Arnau Pons, who recently received his Ph.D from AAE, was chosen by the International Astronautical Federation for the Young Space Leaders Recognition Programme.
The program recognizes exceptional students and young professionals who demonstrate leadership in their academic or early careers. IAF “Young Space Leaders” were selected by a committee of IAF members and revealed during the spring meeting. Criteria included contributing to astronautics through academic or professional activities; reaching out to other young people and to communities to share knowledge and experience; engaging colleagues in the international space community; and contributing to the work of IAF committees or volunteering in support of other Federation activities.
Pons (PhD AAE ’20) has been heavily involved in the Space Generation Advisory Council, including being the chair in support of the United Nations Program on Space Applications, co-chair, interim chair, treasurer, financial comptroller, Space Generations Congress (SGC) manager and SGC deputy congress manager.
Since 2016, he also has been a member of the IAF Space Propulsion Committee, and since 2019, he has been on the IAF Workforce Development Young Professionals Program Committee. As part of the IAF Propulsion Committee, Pons led the establishment of a joint session between the IAA and IAF for Small Satellite Propulsion Systems.
“I am deeply honored to be recognized by the International Astronautical Federation with the Young Space Leaders 2020 Award together with a stellar group of space colleagues and fellow SGAC members,” said Pons, an operations research analyst at NATO Supreme Allied Commander Transformation in Norfolk, Va. “I would like to express my utmost gratitude to the Purdue AAE, my advisor Professor William Anderson, the Space Generation Advisory Council and International Astronautical Federation for their unwavering support.
“Purdue has been a lifting platform that allowed me to learn, gain new skills, connect with the international space community and provided me a launchpad from which to aim for the stars.”
As a “Young Space Leader,” Pons will mentor new students and young professionals to join the IAF and succeed in the space community, he said. One of the long-term goals is to find a way to provide resources in terms of awards and scholarships for students and young professionals from under-represented space nations so they can attend IAF events, specifically the International Astronautical Conference.

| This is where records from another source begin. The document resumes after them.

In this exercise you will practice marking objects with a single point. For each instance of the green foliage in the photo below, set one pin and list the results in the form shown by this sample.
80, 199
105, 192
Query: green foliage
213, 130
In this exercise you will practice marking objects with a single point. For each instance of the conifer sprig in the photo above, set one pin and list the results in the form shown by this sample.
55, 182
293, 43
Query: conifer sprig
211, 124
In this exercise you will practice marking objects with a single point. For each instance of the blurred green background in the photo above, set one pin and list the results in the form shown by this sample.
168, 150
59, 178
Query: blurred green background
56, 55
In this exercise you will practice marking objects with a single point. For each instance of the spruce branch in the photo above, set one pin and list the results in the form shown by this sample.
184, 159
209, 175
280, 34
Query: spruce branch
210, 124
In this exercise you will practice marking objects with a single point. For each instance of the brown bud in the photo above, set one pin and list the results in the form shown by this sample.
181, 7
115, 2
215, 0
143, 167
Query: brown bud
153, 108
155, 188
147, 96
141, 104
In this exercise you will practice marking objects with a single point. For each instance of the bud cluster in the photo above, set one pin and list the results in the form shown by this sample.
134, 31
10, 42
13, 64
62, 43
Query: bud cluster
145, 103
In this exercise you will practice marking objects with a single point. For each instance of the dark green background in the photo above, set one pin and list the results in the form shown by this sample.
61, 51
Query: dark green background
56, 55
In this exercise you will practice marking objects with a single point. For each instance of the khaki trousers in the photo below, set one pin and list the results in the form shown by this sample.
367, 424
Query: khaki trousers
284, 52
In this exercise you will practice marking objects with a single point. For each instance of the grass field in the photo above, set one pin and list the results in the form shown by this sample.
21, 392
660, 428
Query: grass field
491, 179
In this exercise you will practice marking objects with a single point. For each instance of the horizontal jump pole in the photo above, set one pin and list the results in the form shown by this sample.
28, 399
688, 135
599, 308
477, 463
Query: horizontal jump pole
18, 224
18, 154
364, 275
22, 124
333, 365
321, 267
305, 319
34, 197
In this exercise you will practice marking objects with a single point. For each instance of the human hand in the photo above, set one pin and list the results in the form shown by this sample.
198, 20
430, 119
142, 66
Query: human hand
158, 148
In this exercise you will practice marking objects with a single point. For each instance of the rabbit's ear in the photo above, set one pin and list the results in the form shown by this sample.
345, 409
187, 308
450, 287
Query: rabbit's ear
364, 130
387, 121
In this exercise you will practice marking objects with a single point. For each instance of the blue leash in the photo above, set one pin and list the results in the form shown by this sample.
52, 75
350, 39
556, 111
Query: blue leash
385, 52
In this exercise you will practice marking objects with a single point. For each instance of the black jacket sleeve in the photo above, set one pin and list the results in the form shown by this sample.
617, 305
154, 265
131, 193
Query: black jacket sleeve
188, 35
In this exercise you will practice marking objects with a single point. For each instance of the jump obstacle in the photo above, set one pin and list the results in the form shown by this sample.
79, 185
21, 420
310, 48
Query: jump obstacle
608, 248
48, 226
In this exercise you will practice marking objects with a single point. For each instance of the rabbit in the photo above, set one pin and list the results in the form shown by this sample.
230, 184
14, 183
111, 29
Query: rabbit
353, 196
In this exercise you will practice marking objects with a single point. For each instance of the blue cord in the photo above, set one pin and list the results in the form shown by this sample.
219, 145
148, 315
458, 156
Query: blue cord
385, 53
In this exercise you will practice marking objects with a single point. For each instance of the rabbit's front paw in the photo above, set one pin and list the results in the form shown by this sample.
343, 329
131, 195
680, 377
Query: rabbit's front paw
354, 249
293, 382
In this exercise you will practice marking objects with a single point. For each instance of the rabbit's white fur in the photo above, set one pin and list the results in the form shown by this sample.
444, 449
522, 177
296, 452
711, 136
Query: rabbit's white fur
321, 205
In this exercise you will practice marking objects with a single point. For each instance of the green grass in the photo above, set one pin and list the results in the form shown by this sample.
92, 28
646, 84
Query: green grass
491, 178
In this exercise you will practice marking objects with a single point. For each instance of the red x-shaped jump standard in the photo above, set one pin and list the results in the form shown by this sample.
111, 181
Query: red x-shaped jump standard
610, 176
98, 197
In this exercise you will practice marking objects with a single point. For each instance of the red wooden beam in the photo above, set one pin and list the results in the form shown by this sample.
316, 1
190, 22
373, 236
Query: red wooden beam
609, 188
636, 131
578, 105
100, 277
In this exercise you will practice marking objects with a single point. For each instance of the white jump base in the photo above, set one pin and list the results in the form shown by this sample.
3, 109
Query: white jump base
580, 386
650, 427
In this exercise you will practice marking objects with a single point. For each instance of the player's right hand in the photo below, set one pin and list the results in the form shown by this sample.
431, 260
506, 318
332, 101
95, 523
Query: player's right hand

He’ll continue to be involved with the IAF workforce and propulsion committees. His tenure as chair of the SGAC will end in March 2021, and he’ll then join the Advisory Board for one term.

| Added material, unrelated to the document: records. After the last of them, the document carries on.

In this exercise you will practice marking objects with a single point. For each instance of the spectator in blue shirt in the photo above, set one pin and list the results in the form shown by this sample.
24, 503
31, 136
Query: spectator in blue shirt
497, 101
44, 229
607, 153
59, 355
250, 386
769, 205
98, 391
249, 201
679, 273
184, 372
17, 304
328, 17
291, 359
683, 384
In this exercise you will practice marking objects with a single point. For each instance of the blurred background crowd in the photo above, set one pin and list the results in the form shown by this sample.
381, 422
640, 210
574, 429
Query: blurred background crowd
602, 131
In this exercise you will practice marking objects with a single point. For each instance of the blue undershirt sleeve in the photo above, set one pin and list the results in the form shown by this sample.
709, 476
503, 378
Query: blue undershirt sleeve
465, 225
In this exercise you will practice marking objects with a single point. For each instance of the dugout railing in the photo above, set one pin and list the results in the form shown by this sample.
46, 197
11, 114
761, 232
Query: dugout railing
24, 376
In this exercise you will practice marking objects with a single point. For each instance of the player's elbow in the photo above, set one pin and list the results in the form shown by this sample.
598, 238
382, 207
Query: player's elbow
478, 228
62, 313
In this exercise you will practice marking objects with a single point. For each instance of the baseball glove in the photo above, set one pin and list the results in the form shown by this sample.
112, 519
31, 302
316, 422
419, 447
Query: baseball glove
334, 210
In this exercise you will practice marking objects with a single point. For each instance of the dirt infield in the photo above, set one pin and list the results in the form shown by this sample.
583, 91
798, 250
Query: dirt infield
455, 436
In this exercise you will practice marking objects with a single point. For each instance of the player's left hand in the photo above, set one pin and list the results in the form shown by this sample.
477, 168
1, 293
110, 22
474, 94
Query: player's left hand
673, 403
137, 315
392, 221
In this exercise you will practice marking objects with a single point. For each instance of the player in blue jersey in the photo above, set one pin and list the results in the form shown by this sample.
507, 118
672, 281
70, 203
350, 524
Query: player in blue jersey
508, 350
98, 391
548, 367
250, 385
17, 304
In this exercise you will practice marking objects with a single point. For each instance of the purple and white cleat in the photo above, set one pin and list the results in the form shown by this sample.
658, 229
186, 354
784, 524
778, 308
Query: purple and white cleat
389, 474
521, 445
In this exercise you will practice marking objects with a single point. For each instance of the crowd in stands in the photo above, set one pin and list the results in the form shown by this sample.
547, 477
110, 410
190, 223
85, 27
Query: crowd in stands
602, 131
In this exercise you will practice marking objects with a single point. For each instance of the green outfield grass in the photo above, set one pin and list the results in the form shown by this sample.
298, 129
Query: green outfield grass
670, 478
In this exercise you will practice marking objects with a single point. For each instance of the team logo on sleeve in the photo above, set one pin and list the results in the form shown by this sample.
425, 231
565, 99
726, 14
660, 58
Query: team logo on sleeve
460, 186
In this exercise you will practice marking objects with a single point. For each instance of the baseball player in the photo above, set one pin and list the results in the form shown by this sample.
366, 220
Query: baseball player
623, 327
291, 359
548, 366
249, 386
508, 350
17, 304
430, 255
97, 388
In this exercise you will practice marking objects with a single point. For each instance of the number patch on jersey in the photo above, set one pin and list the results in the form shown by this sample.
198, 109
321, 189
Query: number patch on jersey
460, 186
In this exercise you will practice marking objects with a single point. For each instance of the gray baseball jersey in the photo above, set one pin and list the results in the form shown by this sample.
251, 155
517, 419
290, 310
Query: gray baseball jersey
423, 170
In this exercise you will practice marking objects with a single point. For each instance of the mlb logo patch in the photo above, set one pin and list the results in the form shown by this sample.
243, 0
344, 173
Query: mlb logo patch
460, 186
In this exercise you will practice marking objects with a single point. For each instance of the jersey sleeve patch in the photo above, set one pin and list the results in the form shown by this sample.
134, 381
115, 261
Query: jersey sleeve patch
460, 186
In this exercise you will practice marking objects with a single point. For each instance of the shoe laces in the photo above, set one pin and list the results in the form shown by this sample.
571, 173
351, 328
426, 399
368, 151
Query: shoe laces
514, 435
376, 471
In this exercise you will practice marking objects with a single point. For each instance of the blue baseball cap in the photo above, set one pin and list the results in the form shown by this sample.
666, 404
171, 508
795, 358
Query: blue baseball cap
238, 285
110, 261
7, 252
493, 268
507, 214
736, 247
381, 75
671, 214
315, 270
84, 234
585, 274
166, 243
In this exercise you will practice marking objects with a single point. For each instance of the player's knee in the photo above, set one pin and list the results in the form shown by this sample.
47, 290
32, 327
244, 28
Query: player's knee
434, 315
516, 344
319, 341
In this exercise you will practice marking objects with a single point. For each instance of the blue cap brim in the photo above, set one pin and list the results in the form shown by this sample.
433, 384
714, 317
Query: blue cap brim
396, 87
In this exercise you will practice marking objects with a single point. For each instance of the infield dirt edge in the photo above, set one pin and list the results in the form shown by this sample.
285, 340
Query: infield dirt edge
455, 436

Pons first discovered the SGAC in 2013, when he became a member while studying in China.
The SGAC, an international network of members, volunteers and alumni that represents more than 150 countries, aims to represent university students and young space professionals ages 18-35 to the United Nations, space agencies, industry and academia.
Pons has held a variety of roles. As chair, a two-year position elected by regional coordinators, he has led the official representation of the organization at events and meetings, provided strategic decision-making and direction for the organization and developed and executed the organization’s short- and long-term strategic plan, among other responsibilities.
“I have no words to describe how much SGAC has changed my life,” he said. “I have been very fortunate to make lifelong friends, learn and grow from a myriad of experiences and different perspectives, and overall, I have enjoyed every minute working together with our passionate SGAC members from all over the world. I am deeply grateful for having being part of SGAC since 2015.
“During my years at SGAC, I have had the honor to work with many previous Chairs, three Executive Directors, the Regional Coordinators, Executive Committee and Teams of SGAC to contribute to the progress of SGAC. We have accomplished many things together. I wish that all together we achieve for SGAC to be a community that empowers students and young professionals from all around the globe to pursue their dreams in the space sector, a platform that promotes strong international collaboration and a beacon of hope that makes a positive impact for humanity.”
While in AAE, Pons conducted high-fidelity computational fluid dynamics simulations to study combustion instabilities in liquid rocket engines for the U.S. Air Force Center of Excellence on Multi-Fidelity Modeling of Rocket Combustion Dynamics.
He has authored 12 conference papers, including six presented during IAC meetings, one NASA report, two journal articles and contributed to several research reports and presentations about combustion instabilities in liquid rocket engines presented to the U.S. Air Force Office of Scientific Research and the Air Force Research Lab.